# Meditation App Impact on Sleep Analysis (N=4)

**Project Goal:** To quantitatively test specific hypotheses about the effect of meditation apps on sleep latency and efficiency using data from a small user study (N=4).

**Methodology:**
1.  **Data Preparation:** Load data, calculate participant averages for key metrics (Sleep Latency, Sleep Efficiency) under different conditions (Baseline, Intervention, Guided Meditation, Music-based Meditation).
2.  **Descriptive Statistics & Exploration:** Analyze the calculated averages and visualize trends.
3.  **Inferential Statistics:** Use the Wilcoxon Signed-Rank test (non-parametric paired test appropriate for N=4) to test hypotheses about changes between conditions.
4.  **Correlation Analysis (Optional):** Examine the relationship between objective sleep metrics and subjective self-reports using Spearman correlation.

**Output:**
- All textual results will be saved to `analysis_results.txt`.
- All generated figures will be saved to the `figures/` directory.

**Libraries:**

In [1]:
# Import necessary libraries
import pandas as pd
import numpy as np
from scipy import stats
import matplotlib.pyplot as plt
import seaborn as sns
import os
import sys
from contextlib import redirect_stdout
import io # To capture df.info()

# Configure plots
plt.style.use('seaborn-v0_8-whitegrid')
sns.set_context('notebook')

# --- Output Setup ---
output_txt_file = 'analysis_results.txt'
figures_dir = 'figures'

# Create figures directory if it doesn't exist
os.makedirs(figures_dir, exist_ok=True)
print(f"Text outputs will be saved to: {output_txt_file}")
print(f"Figures will be saved to: {figures_dir}/")

# Clear the output file at the start
with open(output_txt_file, 'w') as f_out:
    f_out.write("--- Analysis Results ---\n\n")

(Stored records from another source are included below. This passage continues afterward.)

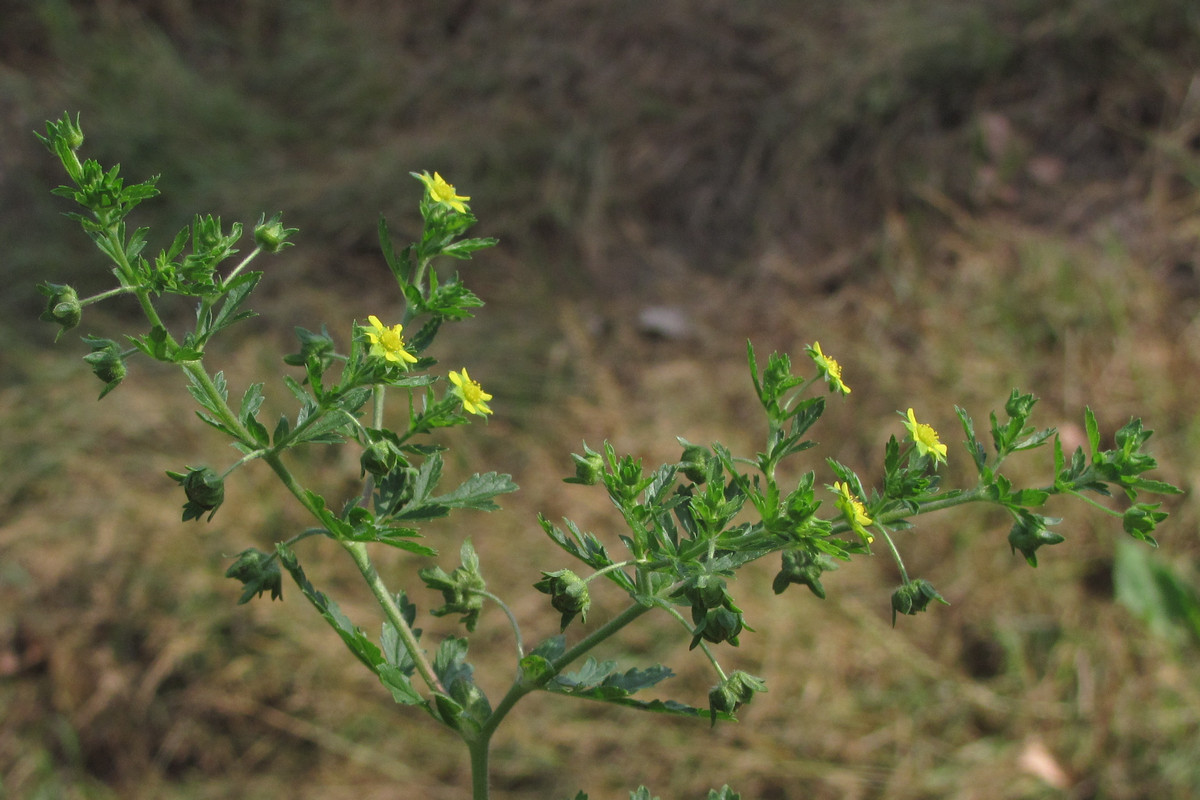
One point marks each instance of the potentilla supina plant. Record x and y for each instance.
(388, 343)
(689, 525)
(474, 398)
(925, 439)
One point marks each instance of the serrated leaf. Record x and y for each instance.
(400, 685)
(477, 492)
(358, 642)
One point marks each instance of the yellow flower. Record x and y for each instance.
(853, 511)
(829, 368)
(442, 192)
(925, 438)
(474, 398)
(388, 343)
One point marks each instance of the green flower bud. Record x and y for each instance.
(107, 361)
(1019, 407)
(915, 597)
(461, 590)
(61, 306)
(204, 489)
(802, 567)
(733, 692)
(694, 463)
(1140, 521)
(258, 572)
(1030, 533)
(568, 594)
(588, 468)
(271, 235)
(717, 625)
(381, 457)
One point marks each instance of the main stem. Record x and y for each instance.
(480, 745)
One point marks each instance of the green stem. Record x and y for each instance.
(1093, 503)
(895, 553)
(238, 269)
(479, 768)
(508, 612)
(358, 551)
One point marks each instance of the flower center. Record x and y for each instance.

Text outputs will be saved to: analysis_results.txt
Figures will be saved to: figures/


## Section 1: Setup & Data Preparation

Load the dataset and prepare it for analysis. Output from this section will be appended to the results file.

In [2]:
# Append results to the file using context manager
with open(output_txt_file, 'a') as f_out, redirect_stdout(f_out):
    print("\n--- Section 1: Setup & Data Preparation ---")
    
    # Define file path 
    file_path = 'Participant Data.csv'
    print(f"\nUsing data file: {file_path}")
    
    # --- 1. Load Data ---
    try:
        df = pd.read_csv(file_path)
        print(f"\nSuccessfully loaded data.")
        print(f"Dataset shape: {df.shape}")
        
        # Write head() output manually
        f_out.write("\nFirst 5 rows:\n")
        f_out.write(df.head().to_string() + "\n")
        
        # Write info() output manually using a string buffer
        f_out.write("\nData Info:\n")
        # Capture info() output to a string buffer
        buffer = io.StringIO()
        df.info(buf=buffer)
        info_output = buffer.getvalue()
        f_out.write(info_output + "\n")

    except FileNotFoundError:
        # If file not found, print to console and write to file, then raise error
        error_msg = f"Error: The file '{file_path}' was not found. Please ensure the CSV file is in the correct directory."
        print(error_msg, file=sys.stderr) # Print error to console stderr
        f_out.write(f"\n{error_msg}\n")
        raise
        
    # --- 2. Define Conditions & Filter Data ---
    print("\n--- Filtering Data by Condition ---")
    baseline_df = df[df['Day'].isin([1, 2, 3, 4])].copy()
    intervention_df = df[(df['Day'].isin([5, 6, 7, 8, 9, 10])) & (df['Meditation Used (Y/N)'] == 'Y')].copy()
    guided_df = intervention_df[intervention_df['Meditation Type'] == 'Guided Voice'].copy()
    music_df = intervention_df[intervention_df['Meditation Type'] == 'Music-based'].copy()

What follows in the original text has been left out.